In the 1950s, George Adamski was one of the first to claim he’d been contacted by aliens. A handyman-cum-burger chef who lived near California’s Mount Palomar observatory, he produced a series of UFO photographs and wrote two best-selling books - Flying Saucers Have Landed and Inside the Spaceships.

Sexy blonde female Venusians took him on a trip to the moon, and a "master" explained that the aliens were here to save the solar system from nuclear radiation.

By the mid-50s, Adamski was expounding to a devoted audience the "cosmic philosophy" he had learned.

Adamski was eventually discredited. His tales had originally been written as fiction and rejected by publishers; repackaged as fact, they sold by the bushel. Adamski once remarked: "If it hadn’t been for Roosevelt, I’d never have had to get into flying saucers". He blamed President Roosevelt’s 1930s economic policies for ruining his literary career.

 

Raymond Palmer

In the 1940s, Raymond Palmer was editor of Amazing Stories, the world’s oldest - and, at the time, worst - sci-fi magazine. It was on its last legs when Palmer began running wild tales of beings who lived underground and controlled surface mortals by means of strange "rays". He presented these not as fiction by as fact, and tapped into a rich vein of paranoia. By 1945, Amazing’s circulation had shot up to 250,000.

It was only a small step from underground aliens to space aliens, and by 1947 he had sold three key ideas to his readers: aliens who kidnapped humans, strange memory losses, and mysterious men from the government who were alien agents. The magazine was backed by "readers’ letters", mostly written by Palmer. By the time of Kenneth Arnold’s saucer sighting that June, Amazing had created a fertile soil for UFO-mania.

 

J Allen Hynek

Dr J Allen Hynek, then a university astronomer, was hired by the US government in 1948 as a UFO consultant on Project Blue Book and Project Sign. Over the years he became concerned that the USAF didn’t want to explain things, just to explain them away. He felt the projects were under-resourced and under-ranked, never being run by senior enough officers.
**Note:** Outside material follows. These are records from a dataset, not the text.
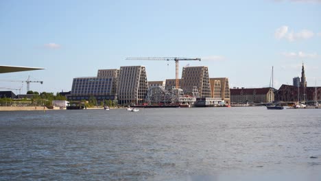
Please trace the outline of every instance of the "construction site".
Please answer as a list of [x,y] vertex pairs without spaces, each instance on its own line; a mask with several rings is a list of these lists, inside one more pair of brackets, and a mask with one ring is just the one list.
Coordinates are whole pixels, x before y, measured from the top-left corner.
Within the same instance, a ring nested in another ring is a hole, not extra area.
[[[144,66],[102,69],[98,70],[97,77],[74,78],[68,99],[79,101],[94,97],[98,102],[112,99],[120,105],[139,107],[204,107],[230,104],[228,79],[210,78],[207,67],[183,67],[182,77],[179,77],[180,61],[200,61],[200,58],[145,57],[126,60],[174,61],[176,78],[147,81]],[[212,79],[215,80],[213,85]]]

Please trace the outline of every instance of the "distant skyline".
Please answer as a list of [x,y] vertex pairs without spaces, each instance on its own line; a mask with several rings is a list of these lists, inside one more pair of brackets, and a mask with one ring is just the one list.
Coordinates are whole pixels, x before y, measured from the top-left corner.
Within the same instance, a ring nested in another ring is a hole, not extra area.
[[[321,1],[1,1],[3,65],[46,69],[0,74],[3,88],[54,93],[98,69],[146,67],[148,81],[175,78],[175,64],[128,57],[200,58],[230,87],[292,84],[305,64],[321,86]],[[6,81],[5,81],[6,80]],[[7,82],[8,81],[8,82]],[[19,82],[20,81],[20,82]],[[17,90],[12,90],[19,93]]]

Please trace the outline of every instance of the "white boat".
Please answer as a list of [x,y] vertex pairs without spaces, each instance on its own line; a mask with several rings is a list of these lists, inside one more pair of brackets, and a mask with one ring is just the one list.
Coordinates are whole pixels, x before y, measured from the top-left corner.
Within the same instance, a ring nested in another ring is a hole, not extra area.
[[139,111],[139,110],[134,108],[132,108],[131,111],[132,112],[138,112],[138,111]]
[[301,103],[298,103],[297,104],[294,105],[294,108],[307,108],[307,105]]

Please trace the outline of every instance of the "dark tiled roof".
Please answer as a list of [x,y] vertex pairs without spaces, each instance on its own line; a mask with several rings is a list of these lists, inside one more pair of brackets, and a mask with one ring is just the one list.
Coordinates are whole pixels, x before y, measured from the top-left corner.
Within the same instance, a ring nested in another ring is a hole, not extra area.
[[271,88],[231,88],[230,95],[265,95]]

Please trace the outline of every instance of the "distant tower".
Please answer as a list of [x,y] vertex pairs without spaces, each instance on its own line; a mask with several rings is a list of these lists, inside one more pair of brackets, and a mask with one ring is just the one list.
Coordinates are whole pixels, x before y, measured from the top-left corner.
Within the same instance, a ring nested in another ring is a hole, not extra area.
[[296,77],[293,78],[293,85],[294,86],[300,87],[300,77]]
[[301,82],[300,87],[307,87],[307,80],[305,80],[305,64],[302,63]]

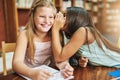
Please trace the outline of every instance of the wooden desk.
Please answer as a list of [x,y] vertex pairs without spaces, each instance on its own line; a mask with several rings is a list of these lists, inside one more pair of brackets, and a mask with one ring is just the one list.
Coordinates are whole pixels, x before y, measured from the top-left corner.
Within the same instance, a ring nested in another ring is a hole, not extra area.
[[[87,66],[86,68],[76,67],[74,80],[110,80],[108,72],[117,70],[116,68]],[[16,73],[1,76],[0,80],[25,80]]]

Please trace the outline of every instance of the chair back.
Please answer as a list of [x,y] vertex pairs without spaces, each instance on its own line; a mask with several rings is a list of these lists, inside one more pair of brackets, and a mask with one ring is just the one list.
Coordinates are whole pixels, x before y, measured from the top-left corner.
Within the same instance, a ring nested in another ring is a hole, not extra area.
[[[16,43],[6,43],[5,41],[2,41],[3,75],[7,75],[7,71],[8,71],[7,64],[12,65],[12,59],[10,59],[10,58],[13,57],[15,47],[16,47]],[[8,53],[10,53],[10,54],[8,54]],[[7,61],[10,61],[10,63],[9,62],[7,63]]]

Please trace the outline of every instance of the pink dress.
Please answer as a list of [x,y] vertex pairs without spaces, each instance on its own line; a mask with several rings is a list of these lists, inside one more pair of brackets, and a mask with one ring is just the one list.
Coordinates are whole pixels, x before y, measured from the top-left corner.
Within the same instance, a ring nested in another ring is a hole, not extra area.
[[30,59],[25,57],[25,63],[29,67],[36,67],[40,65],[49,65],[51,63],[52,58],[52,49],[51,49],[51,41],[48,42],[34,42],[35,45],[35,56],[34,63],[30,63]]

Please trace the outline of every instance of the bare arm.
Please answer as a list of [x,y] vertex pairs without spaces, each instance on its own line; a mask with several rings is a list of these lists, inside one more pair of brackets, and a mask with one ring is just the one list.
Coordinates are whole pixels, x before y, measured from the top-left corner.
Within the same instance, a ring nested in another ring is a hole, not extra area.
[[18,73],[30,77],[32,69],[27,67],[27,65],[24,63],[26,49],[27,49],[27,37],[26,32],[23,31],[20,33],[17,39],[17,45],[13,57],[13,69]]
[[[55,18],[52,27],[52,47],[56,62],[68,60],[85,43],[86,32],[84,28],[79,28],[72,36],[71,40],[62,47],[60,43],[60,30],[64,25],[64,17],[59,14]],[[73,26],[74,27],[74,26]]]

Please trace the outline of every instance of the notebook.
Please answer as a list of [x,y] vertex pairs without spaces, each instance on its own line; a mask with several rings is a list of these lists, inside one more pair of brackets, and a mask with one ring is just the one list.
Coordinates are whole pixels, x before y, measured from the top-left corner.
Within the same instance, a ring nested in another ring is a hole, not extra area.
[[[41,65],[41,66],[36,67],[34,69],[45,69],[45,70],[53,73],[53,76],[50,77],[48,80],[72,80],[74,78],[74,76],[70,76],[70,77],[64,79],[59,70],[51,68],[51,67],[49,67],[47,65]],[[28,77],[26,77],[24,75],[21,75],[21,74],[19,74],[19,75],[22,76],[23,78],[25,78],[26,80],[32,80],[32,79],[30,79],[30,78],[28,78]]]

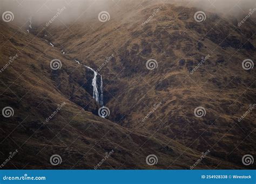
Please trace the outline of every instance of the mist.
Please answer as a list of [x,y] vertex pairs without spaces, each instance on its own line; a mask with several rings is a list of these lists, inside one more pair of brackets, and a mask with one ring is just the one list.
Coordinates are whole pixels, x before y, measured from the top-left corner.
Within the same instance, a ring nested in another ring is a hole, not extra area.
[[[142,3],[143,3],[142,5]],[[63,23],[86,22],[97,18],[99,12],[106,11],[111,17],[118,11],[128,13],[127,10],[151,3],[171,3],[177,5],[196,7],[204,11],[237,16],[246,15],[256,8],[255,0],[3,0],[0,2],[1,14],[10,11],[14,14],[14,23],[24,25],[30,17],[33,24],[48,22],[60,10],[58,21]]]

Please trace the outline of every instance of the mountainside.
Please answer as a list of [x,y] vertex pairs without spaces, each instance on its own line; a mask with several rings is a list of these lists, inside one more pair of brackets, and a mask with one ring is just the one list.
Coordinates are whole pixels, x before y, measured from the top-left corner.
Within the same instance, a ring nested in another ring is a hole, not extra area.
[[[256,24],[238,27],[238,20],[209,12],[197,22],[196,8],[127,4],[104,23],[81,16],[28,33],[0,22],[1,66],[18,55],[1,74],[1,108],[14,110],[1,116],[1,162],[18,150],[4,168],[93,169],[112,150],[100,168],[189,169],[207,150],[197,169],[255,168],[241,161],[256,154],[254,110],[238,119],[255,103],[255,69],[242,62],[256,60]],[[51,68],[53,59],[60,68]],[[93,73],[83,65],[102,76],[106,118],[93,98]],[[53,166],[55,154],[62,163]],[[150,166],[152,154],[158,161]]]

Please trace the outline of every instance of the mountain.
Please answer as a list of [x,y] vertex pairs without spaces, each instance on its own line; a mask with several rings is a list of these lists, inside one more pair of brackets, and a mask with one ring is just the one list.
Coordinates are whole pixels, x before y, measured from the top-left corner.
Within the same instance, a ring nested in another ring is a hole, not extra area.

He did not suspect a government cover-up; as he put it, "they just didn’t care".

When Dr Edward Condon produced the 1,465-page negative report that closed down Blue Book in 1969, Hynek remained convinced that there had been no serious attempt to answer key questions.

In 1973 he founded the Center for UFO Studies, who International UFO Reporter, and Journal of UFO Studies are among the most respected publications in the field.